Aldi Specially Selected Kenyan Coffee





This is a very bright yet robust coffee. Coming to it from a few days of Columbia I find it somewhat crude and sludgy, though certainly not lacking in impact. It's not a coffee I could see myself drinking a lot of in one go. One mug is enough. I prefer a little more variety in my coffee, though recognise the contrast between the vibrant acidity and the depth of the sludge.

Great packet image.

The coffee was roasted and blended in Ireland by an unnamed company. Possibly Bailies Coffee, but possibly not.

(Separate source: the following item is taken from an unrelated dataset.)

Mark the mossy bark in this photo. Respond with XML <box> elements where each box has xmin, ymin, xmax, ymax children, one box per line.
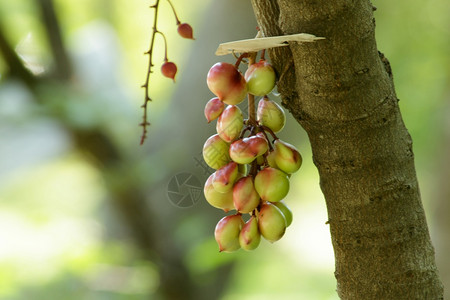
<box><xmin>251</xmin><ymin>1</ymin><xmax>443</xmax><ymax>299</ymax></box>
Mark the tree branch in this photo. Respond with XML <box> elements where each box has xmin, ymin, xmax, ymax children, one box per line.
<box><xmin>36</xmin><ymin>0</ymin><xmax>72</xmax><ymax>80</ymax></box>
<box><xmin>0</xmin><ymin>22</ymin><xmax>36</xmax><ymax>87</ymax></box>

Date:  July 2016    Score: 3 







A more colourful but less interesting packet. Coffee is still a a little too one-dimensional, crude and sludgy for me. I'll mess around with it for a bit, but this may be a coffee that is best drunk with lashings of cream and sugar.


Date: Jan 2017   Score: 3


Aldi tea and coffee


Friday, 8 July 2016

Naber Kaffee Mocca






A proper pukka Vienna coffee: roasted by a Viennese coffee company (Naber Kaffee) to a traditional Viennese roast, and purchased in Vienna. Vienna was one of the early places in Europe where coffee was drunk. Venice, England, and Paris had already established coffeehouses, but it appears few other places outside of North Africa and the Middle East had been introduced to coffee. Following the decisive Battle of Vienna in 1683, the defeated Turks left behind their stores of coffee beans which, according to tradition, were given to Jerzy Franciszek Kulczycki who set up a coffeehouse in Vienna. In 1980 a historian questioned the tradition, and put forward evidence that the first Viennese coffeehouse (The Blue Bottle Coffee House) was founded in 1703 by an Armenian, Isaac de Luca, and that many of the stories attributed to Kulczycki were invented by Gottfried Uhlich in 1783. I like the Battle of Vienna story, and so did the Viennese who put up numerous statues to Kulczycki, and held an annual festival in his honour. Seems this has now stopped.




Anyway, the coffee? Well, it's drinkable, but unremarkable. It's more roast than coffee, with no acidity and no character. Any cheap dark roast would taste similar. The "Mocca" name is probably a reference to Mocha, in Yemen, where coffee was first marketed, and was the gateway to coffee for hundreds of years. The company website says: "This mixture is very firm and aromatic, for coffee connoisseurs who love the strong espresso." Essentially it is a blend of cheap coffee beans so dark roasted it doesn't matter what their origin.